/alluxio-on-emr

Launch Alluxio Data Orchestration on EMR with Presto, Spark, Hive and JupyterLab

Primary LanguageShellApache License 2.0Apache-2.0

alluxio-on-emr

Launch Alluxio Data Orchestration on EMR with Trino, Spark, Hive and JupyterLab

Background

Alluxio Data Orchestration enables data engineers to allow data consumers to access data anyware in the enterprise. Whether the data is in an on-prem storage environment like Hadoop or S3 compatible storage, or in a cloud-based datalake, Alluxio's unified-namespace feature allows Trino, Impala, Drill, Dremio, Spark and Hive users to access remote data without knowing that the data is remote. And Alluxio's memory caching allows those users to access the data at "local data" query speeds.
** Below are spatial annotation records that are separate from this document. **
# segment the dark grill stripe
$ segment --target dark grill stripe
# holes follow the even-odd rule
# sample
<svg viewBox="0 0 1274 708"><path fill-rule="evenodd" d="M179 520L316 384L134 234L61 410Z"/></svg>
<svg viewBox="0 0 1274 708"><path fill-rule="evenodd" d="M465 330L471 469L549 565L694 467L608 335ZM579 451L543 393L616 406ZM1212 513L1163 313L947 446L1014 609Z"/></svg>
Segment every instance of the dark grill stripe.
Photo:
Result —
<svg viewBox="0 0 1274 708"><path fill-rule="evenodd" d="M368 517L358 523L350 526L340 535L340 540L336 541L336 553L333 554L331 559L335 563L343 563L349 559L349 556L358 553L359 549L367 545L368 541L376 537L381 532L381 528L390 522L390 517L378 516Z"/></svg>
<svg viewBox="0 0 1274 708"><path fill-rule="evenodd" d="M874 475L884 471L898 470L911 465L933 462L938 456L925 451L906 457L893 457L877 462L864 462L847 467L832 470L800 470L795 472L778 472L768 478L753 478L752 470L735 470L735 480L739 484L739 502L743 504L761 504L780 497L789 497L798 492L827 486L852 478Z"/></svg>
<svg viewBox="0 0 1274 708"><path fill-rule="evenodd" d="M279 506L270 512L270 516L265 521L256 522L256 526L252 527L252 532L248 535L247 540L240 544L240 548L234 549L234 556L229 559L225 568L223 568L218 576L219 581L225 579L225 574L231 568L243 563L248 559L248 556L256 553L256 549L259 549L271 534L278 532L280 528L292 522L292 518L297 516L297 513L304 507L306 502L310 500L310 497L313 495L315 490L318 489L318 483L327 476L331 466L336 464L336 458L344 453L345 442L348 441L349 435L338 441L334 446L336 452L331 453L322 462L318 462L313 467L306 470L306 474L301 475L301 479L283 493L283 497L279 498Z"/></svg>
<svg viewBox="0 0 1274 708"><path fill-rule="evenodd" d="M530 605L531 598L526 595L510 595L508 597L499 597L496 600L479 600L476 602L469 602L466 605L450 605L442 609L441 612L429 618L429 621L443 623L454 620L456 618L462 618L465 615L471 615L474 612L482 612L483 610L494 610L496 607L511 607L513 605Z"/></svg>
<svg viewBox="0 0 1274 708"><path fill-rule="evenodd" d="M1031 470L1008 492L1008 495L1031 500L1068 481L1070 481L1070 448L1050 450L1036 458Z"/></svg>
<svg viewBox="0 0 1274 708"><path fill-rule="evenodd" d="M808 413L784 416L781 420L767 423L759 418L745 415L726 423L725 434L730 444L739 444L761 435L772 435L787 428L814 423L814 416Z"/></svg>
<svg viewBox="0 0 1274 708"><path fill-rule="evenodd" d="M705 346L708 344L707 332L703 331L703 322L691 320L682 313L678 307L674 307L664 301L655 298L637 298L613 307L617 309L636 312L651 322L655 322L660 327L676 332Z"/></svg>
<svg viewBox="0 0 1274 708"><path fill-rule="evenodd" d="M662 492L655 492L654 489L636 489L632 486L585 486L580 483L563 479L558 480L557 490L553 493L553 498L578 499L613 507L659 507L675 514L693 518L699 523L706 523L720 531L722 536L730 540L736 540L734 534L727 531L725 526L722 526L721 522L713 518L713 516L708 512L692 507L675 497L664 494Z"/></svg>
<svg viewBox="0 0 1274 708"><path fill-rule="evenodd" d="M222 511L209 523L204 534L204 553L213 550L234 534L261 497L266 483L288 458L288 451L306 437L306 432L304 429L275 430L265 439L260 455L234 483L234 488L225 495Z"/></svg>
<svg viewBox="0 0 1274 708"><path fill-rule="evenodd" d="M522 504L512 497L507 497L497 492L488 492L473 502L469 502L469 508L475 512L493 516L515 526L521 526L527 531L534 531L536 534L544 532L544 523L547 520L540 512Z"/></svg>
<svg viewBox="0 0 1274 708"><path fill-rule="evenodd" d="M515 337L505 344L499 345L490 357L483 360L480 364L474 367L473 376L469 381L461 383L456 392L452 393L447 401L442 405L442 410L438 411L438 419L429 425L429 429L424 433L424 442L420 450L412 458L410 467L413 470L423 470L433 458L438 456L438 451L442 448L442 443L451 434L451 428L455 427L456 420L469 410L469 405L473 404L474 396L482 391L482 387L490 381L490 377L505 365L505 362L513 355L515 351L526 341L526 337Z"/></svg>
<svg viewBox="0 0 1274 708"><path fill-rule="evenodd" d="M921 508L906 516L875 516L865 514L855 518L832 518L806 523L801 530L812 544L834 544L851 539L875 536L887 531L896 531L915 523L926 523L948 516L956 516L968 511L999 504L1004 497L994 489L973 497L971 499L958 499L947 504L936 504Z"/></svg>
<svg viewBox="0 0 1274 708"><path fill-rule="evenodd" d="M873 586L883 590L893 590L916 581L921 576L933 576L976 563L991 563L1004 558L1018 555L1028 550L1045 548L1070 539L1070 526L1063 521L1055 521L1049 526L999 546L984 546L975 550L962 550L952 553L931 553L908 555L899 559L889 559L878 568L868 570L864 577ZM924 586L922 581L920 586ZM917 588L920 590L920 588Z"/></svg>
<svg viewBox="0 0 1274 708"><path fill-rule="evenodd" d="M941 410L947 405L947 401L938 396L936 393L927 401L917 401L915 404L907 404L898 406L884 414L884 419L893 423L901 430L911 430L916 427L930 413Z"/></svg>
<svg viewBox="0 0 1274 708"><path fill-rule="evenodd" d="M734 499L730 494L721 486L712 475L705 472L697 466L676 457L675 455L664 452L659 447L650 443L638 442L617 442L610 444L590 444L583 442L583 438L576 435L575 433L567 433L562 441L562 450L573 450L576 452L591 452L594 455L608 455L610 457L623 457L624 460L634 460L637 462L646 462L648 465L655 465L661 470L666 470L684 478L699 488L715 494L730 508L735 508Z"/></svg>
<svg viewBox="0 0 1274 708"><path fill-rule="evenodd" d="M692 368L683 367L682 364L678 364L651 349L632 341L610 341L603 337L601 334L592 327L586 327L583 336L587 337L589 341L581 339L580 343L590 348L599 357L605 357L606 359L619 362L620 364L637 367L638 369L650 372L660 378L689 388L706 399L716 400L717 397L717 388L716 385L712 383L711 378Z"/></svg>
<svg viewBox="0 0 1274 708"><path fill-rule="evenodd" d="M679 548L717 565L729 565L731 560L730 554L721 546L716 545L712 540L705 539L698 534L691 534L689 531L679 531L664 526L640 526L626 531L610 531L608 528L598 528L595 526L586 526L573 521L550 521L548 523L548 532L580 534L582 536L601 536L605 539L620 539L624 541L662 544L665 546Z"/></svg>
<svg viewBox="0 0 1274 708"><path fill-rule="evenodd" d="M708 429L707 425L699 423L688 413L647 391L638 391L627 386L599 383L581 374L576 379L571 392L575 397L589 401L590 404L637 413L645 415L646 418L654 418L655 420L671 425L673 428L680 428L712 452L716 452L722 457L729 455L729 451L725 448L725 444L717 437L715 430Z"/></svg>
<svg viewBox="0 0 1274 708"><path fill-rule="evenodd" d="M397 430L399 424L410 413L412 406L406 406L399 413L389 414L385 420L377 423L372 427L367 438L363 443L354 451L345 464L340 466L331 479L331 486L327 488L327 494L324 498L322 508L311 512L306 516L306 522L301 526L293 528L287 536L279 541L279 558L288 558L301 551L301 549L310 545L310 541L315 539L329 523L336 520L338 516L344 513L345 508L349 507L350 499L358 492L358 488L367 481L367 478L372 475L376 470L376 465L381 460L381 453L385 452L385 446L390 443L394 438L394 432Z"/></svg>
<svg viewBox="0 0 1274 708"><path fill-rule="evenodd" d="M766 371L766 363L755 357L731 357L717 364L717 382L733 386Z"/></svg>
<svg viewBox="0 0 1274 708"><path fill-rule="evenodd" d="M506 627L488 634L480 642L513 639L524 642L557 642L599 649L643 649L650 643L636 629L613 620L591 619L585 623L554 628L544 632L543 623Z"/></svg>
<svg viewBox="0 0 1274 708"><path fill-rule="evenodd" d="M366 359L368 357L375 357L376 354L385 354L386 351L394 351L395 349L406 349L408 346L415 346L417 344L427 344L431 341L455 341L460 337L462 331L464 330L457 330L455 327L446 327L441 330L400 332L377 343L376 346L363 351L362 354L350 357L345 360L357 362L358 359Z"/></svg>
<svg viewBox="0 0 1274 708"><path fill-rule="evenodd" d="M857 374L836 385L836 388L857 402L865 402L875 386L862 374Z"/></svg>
This git repo contains instructions and artifacts for launching Alluxio data orchestration on an EMR cluster.

Pre-requesites

To use the commands outlined in the repo, you will need the following:

  • The git CLI installed

  • The AWS CLI installed

  • Your AWS credentials defined defined in the ~/.aws/credentials, like this:

    • [default]
    • aws_access_key_id=[AWS ACCESS KEY]
    • aws_secret_access_key=[AWS SECRET KEY]
  • You also need IAM role membership and permissions to create the following objects:

    • AWS Key Pairs
    • AWS S3 Buckets (or already have one available)
    • EMR clusters
    • EC2 instance types as specfied in the create-cluster command

Setup Instructions

Step 1. Clone this git repo

 git clone https://github.com/gregpalmr/alluxio-on-emr

 cd alluxio-on-emr

Step 2. Create a public ssh key and AWS keypair

Generate a private and public ssh key using a command like this:

 ssh-keygen -t rsa -N '' -f ./alluxio_emr_id_rsa <<< y

Import the newly generated ssh key and create a keypair in your AWS environment. Use this command:

 aws --region us-east-1 ec2 \
    import-key-pair \
    --key-name "my-alluxio-emr-keypair" \
    --public-key-material fileb://alluxio_emr_id_rsa.pub

Step 3. Create the S3 bucket for this EMR

Use the following commands to create the S3 bucket:

 aws --region us-east-1 s3api create-bucket --bucket alluxio-emr-bucket \
      --region us-east-1 \
      --acl private 

Step 4. Launch the Alluxio EMR cluster

Use the following command to launch the Alluxio EMR cluster. Modify the following arguments as needed:

 ...
 --name "my-alluxio-emr-cluster-1"
 --tags  "Name=my-alluxio-emr-cluster-1"
 --ec2-attributes KeyName=my-alluxio-emr-keypair
 --instance-type r4.4xlarge
 --instance-count 5                        (must be at least 2)
 ...

And modify the S3 bucket name as the first argument to the alluxio-enterprise-emr-bootstrap.sh script. Like this:

 ... alluxio-enterprise-emr-bootstrap.sh,Args=[s3://alluxio-emr-bucket ...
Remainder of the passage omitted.